Creamy chocolate hemp smoothie packed with protein, fiber, and healthy fats. Perfect for a quick breakfast, post-workout snack, or healthy dessert.

Ingredients

Scale
  • 1 cup unsweetened almond milk (or any milk of your choice)
  • 1 frozen banana, sliced
  • 1/4 cup hemp seeds
  • 2 tablespoons unsweetened cocoa powder
  • 1 tablespoon almond butter (or any nut butter)
  • 1 teaspoon chia seeds
  • 1/2 teaspoon vanilla extract
  • 1/4 teaspoon ground cinnamon
  • Pinch of sea salt
  • 12 Medjool dates, pitted (optional, for extra sweetness)
  • Ice cubes (optional, for a thicker smoothie)
  • Optional toppings: cacao nibs, hemp seeds, sliced banana

Instructions

  1. Gather Your Ingredients: Measure and prepare all ingredients.
  2. Combine the Base: Pour almond milk into a high-speed blender.
  3. Add the Frozen Banana: Add the sliced frozen banana to the blender.
  4. Incorporate the Hemp Seeds: Add the hemp seeds to the blender.
  5. Chocolatey Goodness: Add the unsweetened cocoa powder to the blender.
  6. Nutty Flavor and Creaminess: Add the almond butter to the blender.
  7. Chia Seed Boost: Add the chia seeds to the blender.
  8. Vanilla and Cinnamon: Add the vanilla extract and ground cinnamon to the blender.
  9. A Pinch of Salt: Add a pinch of sea salt to the blender.
  10. Sweeten to Taste (Optional): Add pitted Medjool dates to the blender, if desired.
  11. Add Ice (Optional): Add ice cubes for a thicker smoothie.
  12. Blend Until Smooth: Blend on high speed until smooth and creamy (30-60 seconds).

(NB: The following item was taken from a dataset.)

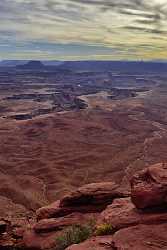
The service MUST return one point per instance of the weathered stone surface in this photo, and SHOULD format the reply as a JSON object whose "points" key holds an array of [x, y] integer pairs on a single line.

Add more almond milk if too thick, or more ice/frozen banana if too thin.
  13. Taste and Adjust: Adjust ingredients to taste (sweetness, chocolate flavor, etc.).
  14. Pour and Enjoy: Pour into a glass or mason jar.
  15. Add Toppings (Optional): Top with cacao nibs, hemp seeds, sliced banana, or other desired toppings.
  16. Serve Immediately: Enjoy immediately.

Notes

  • For a green smoothie, add a handful of spinach or kale.
  • Add a scoop of protein powder for a post-workout boost.
  • Add a pinch of cayenne pepper for a spicy kick.
  • Add frozen mango or pineapple for a tropical twist.
  • Experiment with different types of milk.
  • Add a shot of espresso or instant coffee for a caffeinated boost.
  • Pour into a bowl and top with granola, fruit, and nuts for a smoothie bowl.
  • Freeze in popsicle molds for a healthy treat.
  • Storage: Store leftovers in an airtight container in the refrigerator for up to 24 hours. Shake well before drinking. Freezing is not recommended.